On Mon, Mar 07, 2005 at 12:18:03PM -0800, David M. Fetter wrote:

David,

> Restarting AMD while it is in use is a serious problem.

restarting AMD is usually not a problem. You should use
the restart_mounts option or you have to clean up the
mounts yourself. You should not use the unmount_on_exit
option because unmounting might not work if a filesystem
is busy.

> Since amd has
> low level hooks into kernel space, if users or processes happen to be
> using an area that is automounted via AMD and it restarts on them, it
> basically can cause the entire server to come to a crashing halt.

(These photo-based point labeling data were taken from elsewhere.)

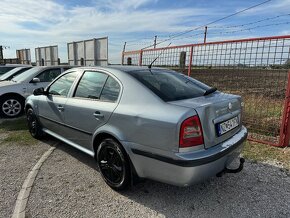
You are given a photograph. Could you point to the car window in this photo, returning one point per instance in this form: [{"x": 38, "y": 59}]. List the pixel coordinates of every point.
[
  {"x": 170, "y": 85},
  {"x": 111, "y": 90},
  {"x": 62, "y": 85},
  {"x": 91, "y": 85},
  {"x": 49, "y": 75},
  {"x": 5, "y": 69}
]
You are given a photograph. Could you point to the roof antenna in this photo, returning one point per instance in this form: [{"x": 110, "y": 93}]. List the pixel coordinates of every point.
[{"x": 150, "y": 65}]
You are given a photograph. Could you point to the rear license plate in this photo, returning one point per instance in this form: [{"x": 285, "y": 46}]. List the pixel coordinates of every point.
[{"x": 228, "y": 125}]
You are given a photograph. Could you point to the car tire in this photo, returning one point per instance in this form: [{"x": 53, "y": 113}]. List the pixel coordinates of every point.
[
  {"x": 33, "y": 124},
  {"x": 11, "y": 106},
  {"x": 113, "y": 164}
]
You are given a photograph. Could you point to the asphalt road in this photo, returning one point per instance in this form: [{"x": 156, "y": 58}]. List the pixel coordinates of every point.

Areas that are automounted are conventional mounts that are not
affected by AMD. AMD just provides links and, unlike autofs,
doesn't hook into kernel space.

More of a problem are NFS servers that do not respond. This may
freeze amd when it tries to unmount such a server and often causes
large delays when it tries to restart an existing mount to
such a server. If you automount /home or use an automounted
directory accessed in the shell profile you may not be able
to log into the server anymore.

If your entire server comes to a crashing halt then something else
is wrong.

Greetings,
-- 
                                Michael van Elst
Internet: [EMAIL PROTECTED]
                                "A potential Snark may lurk in every tree."